艇上で8人なら8人、4人なら4人の漕ぎ手の動きがピタッとあって船がすーっと滑る、あの感覚(とあるスペイン人が書いていましたね)。あれはまさしく、交響曲の名演奏を聴いた時のぞくぞく感にくりそつ。8人をまとめるのは一番前に位置するコックス。自分の理想、作曲家の理想を理解して、その旋律から外れる者は優しく(あるいは唾を飛ばしながら)たしなめます。OBでコックスをやっていたある方の話では、「慣れてくると、目をつむっていても今誰がこの漕ぎをしたのかが体で分かる」のだそうで、指揮者になるための試験に「一人だけわざと間違えるのを聴き分けられるか」というのがあるというのと相似です。熱い情熱と冷静な観察眼に裏打ちされた、冷徹無比でいて鼓舞されるコール。しびれますね。
なしフォア(コックスがいない四人乗りの艇)であれば指揮者なしで、ジャズセッションの趣です。名演奏は聴いてる方もそりゃ楽しいだろうけど、演奏してる側が一番楽しい。ダブルやなしペアはこじんまりと室内楽という感じですし、つきペアでは俄然指揮者というよりピアノトリオのイメージ。コックスも漕手と同じ目線で関わってる感じがします。
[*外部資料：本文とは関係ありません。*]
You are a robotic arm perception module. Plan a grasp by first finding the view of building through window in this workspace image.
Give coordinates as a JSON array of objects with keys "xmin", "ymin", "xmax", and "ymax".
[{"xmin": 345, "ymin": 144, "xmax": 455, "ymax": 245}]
うちのクルーキャップO田くんいわく、漕艇とは「表現」であり、「いいフレーズ」が多い乗艇が優れたモーションなのだそうです。漕艇は芸術なのですね。
世間に愛好家はあまたいるはずですが、その辺歩いてる人は話が通じないことの方が多いので口を閉ざします。コンサートホールにはタキシードで行かにゃ、とかこれが話題に上がったときには真面目な顔しなきゃ、みたいなことを思ってる人もいます。楽しんでる人、単純に好きな人には理解できないことです。嬉々としてながなが話してると真面目な顔したままウザがられます。
あまり理解も賛同もしてくれる人が少なく、また声を大にして言うことでもないのですが、ちんたら書いてしまいました。
ただ、自分の目標って何だろうとよくよく考えたとき、究極的には勝つことよりも、実はほかの奴らと楽しく漕ぎたいというのがあるように思えてきたのです。ナイスセッション、つってハイタッチして帰って寝る、みたいな。そのために積み上げるべきことが山のようにあります。
「優れた遠漕は、すべての人を漕手に変える」
あるとき友人から聞いた名言です。いいですね。
明日もいい表現、しちゃいますか。